Satisfaction Vs. Loyalty

Loyalty is not an emotion; it’s real human behavior. James said, “Reward programs and surveys measure satisfaction. Satisfaction is about the past; loyalty is about the future.

“Here’s the way I distinguish them: dogs are loyal; cats can be satisfied. Loyalty does not mean subservience and it’s not about a brand. No one is loyal to a brand. We can only be loyal to someone who can do something for us,” he said.

Where Our Loyalty Comes From

It turns out that human beings, despite being highly vulnerable, 90-pound weaklings, dominate the planet. This is true primarily because of two factors:

  1. “We live in big social groups, and while bees, ants, and termites also live in huge social groups – we live among strangers. Other groups are built around relations or known members.

    “As a result, we humans have developed an acute sense of whom we can trust and whom we can count on just by looking. We are hardwired to quickly determine whom we should be loyal to.”

  1. “We arrive into the world,” he said, “completely dependent and we remain that way for decades. During that time, we survive and learn, but only with the help of others. Fundamentally, we are not meant to be alone. We develop emotions (as opposed to instincts) along an arc of fear, envy, love, loneliness, hate, and disgust. And, we develop mechanisms to control how we act and think.”

The Paradox of Choice

James noted that making decisions is fraught with complexities. In fact, he said, “No one likes choice. We are paralyzed by it. It’s too hard. So, we stick with decisions we’ve made until something in the relationship changes.”

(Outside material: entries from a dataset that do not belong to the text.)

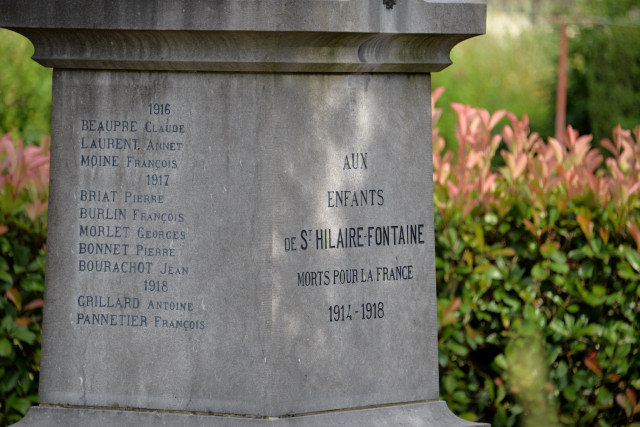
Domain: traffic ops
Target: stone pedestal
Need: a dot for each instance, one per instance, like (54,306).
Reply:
(241,216)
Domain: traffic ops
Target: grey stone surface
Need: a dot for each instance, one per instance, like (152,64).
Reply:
(264,162)
(427,414)
(246,35)
(241,243)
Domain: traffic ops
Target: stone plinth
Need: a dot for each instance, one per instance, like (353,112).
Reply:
(241,215)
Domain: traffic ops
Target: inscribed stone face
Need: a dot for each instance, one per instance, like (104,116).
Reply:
(240,243)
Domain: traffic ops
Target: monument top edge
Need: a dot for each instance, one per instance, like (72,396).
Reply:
(348,16)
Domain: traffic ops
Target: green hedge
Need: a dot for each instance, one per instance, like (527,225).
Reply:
(538,265)
(24,183)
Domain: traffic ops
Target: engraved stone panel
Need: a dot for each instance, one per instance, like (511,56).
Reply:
(234,236)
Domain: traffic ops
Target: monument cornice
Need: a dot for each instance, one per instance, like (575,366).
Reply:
(328,36)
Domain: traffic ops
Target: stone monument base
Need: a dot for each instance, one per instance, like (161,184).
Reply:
(433,413)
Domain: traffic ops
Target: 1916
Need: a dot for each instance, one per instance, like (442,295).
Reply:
(158,180)
(159,109)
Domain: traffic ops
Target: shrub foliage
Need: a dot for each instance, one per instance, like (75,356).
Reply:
(24,182)
(538,256)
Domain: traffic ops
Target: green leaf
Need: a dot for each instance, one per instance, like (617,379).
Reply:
(501,362)
(5,347)
(6,277)
(458,349)
(633,257)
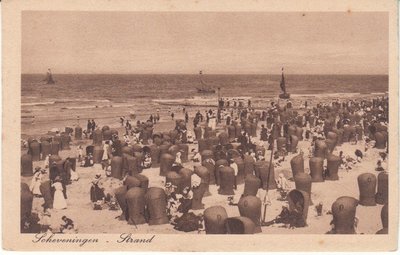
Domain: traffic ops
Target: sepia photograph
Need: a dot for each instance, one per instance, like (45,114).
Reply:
(197,123)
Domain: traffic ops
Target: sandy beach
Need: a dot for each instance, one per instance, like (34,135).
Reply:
(80,208)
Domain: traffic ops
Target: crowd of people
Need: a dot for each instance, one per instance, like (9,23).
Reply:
(275,121)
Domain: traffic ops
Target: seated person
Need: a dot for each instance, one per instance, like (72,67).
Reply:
(146,161)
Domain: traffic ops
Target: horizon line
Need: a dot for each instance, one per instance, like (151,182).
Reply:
(105,73)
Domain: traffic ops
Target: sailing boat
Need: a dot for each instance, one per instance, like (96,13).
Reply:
(204,89)
(284,95)
(49,78)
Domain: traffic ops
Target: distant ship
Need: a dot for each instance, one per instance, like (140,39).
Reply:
(284,95)
(49,78)
(205,89)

James pointed out that we experience and express loyalty when we find the following to be true about a person, organization or cause:

  • They make our lives safer

  • They make our lives easier

  • They make our lives better

Utility becomes the driver for forming relationships.

James noted, “You might think that because you have a state-of-the-art facility and a high quality staff, that customers should be loyal. But we humans don’t judge by the outcome, we judge by the process. The job in senior living is to make residents’ lives safer, easier, and better. It’s a basic promise.”

Three Essential Elements of Loyalty

“The best senior communities,” he said, “are very good at making resident’s lives better. But, you’re not going to get any brownie points (or credit) for that. It’s expected. To create loyalty, you’ll have to go above that.”

To gain loyalty, James explained, three things are needed:

  1. Trust — James said trust is the outcome of competency, character, consistency, and capacity or resources

  2. Purpose — He noted that the aim of the relationship has to go beyond the mere exchange of money

  3. Belonging — James noted that in all phases of community marketing, potential customers will be looking to see how well staff develops the sense of belonging, which includes the following:

    1. Recognition – Do you know who I am; what I care about? Have you discerned what’s important to me by the way I dress, my attitude, what I’ve said, and the people I surround myself with? By knowing your prospects and customers, you are saying, “I listened.”
    2. Insight – There are things people do not share; they’re kept private, except with those closest to us. These are likely to be aspirational, fears, or worries. Do you have any insights about what people have not told you?
    3. Proactivity – Collecting information about what’s important to your customers; knowing what matters to them and solving problems before asked; by doing things customers never expected.
    4. Inclusion – Humans have learned never to let themselves be excluded. If you’re left out, you are vulnerable. The burden is on the marketer to make prospects and customers feel included. As Yelp (and other review sites) demonstrate – opinions matter.
    5. Identity – James noted that this is the most important of these elements. “We are more likely to trust people who look and act like us. We have a natural bias. ‘Different’ is potentially a threat.”

      Marketers have to get past any biases. They have to look at people, assume they are like us, and identify with them. They have to believe in what their customers’ and prospects’ believe, including the outcomes they want.